The mild winter and lack of ice on much of the Great Lakes resulted in the Soo Locks opening earlier than normal to allow shipping to resume again between ports.
The Locks opened at noon last Saturday and immediately the John G. Munson, hauling 57,152 tons of coal, was the first boat through. The locks had been closed since Jan. 19.
While shippers are pleased with the early start, the lack of ice and mild winter might prove detrimental to shipping as the season heads into summer. According to a press release from the Lake Carriers Association, 98 million tons of cargo was moved across the Lakes last year - an increase of 5.7 percent from 2010.
The release warns, however, that a lack of federal funds has jeopardized dredging efforts in many Great Lakes ports, creating problematic conditions for shipping.
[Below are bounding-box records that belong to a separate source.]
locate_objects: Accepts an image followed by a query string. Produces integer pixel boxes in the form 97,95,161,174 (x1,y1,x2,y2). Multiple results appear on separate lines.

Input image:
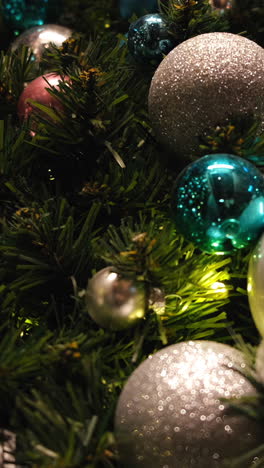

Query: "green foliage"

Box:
0,0,264,468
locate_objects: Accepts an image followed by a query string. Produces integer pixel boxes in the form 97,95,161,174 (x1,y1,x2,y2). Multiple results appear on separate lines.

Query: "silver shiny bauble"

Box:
247,234,264,337
11,24,73,61
86,267,145,330
149,32,264,157
115,341,263,468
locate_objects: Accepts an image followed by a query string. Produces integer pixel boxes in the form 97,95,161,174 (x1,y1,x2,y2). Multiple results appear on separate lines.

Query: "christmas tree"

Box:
0,0,264,468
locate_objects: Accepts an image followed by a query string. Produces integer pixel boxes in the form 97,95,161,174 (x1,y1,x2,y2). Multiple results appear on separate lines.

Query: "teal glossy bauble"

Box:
172,154,264,254
128,13,175,65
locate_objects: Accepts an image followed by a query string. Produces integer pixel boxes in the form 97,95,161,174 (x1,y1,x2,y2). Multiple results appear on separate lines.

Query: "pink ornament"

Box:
17,73,70,120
"Years of insufficient federal funding for dredging have left more than 17 million cubic yards of sediment clogging ports and waterways," the release states. As evidence, the release points to shipments last fall in St. Joseph that had to be suspended until emergency funds were used to clear the harbor and coal for a power plant in Holland could not be delivered in December.
We're glad shipping has begun, and many area residents are back to work on the boats again. Even still, it's important to keep Great Lakes issues front and center before the minds of federal and state legislators. Unless basics like money for dredging can be found, this important source of transportation and work for many area residents could be brought to a quick halt.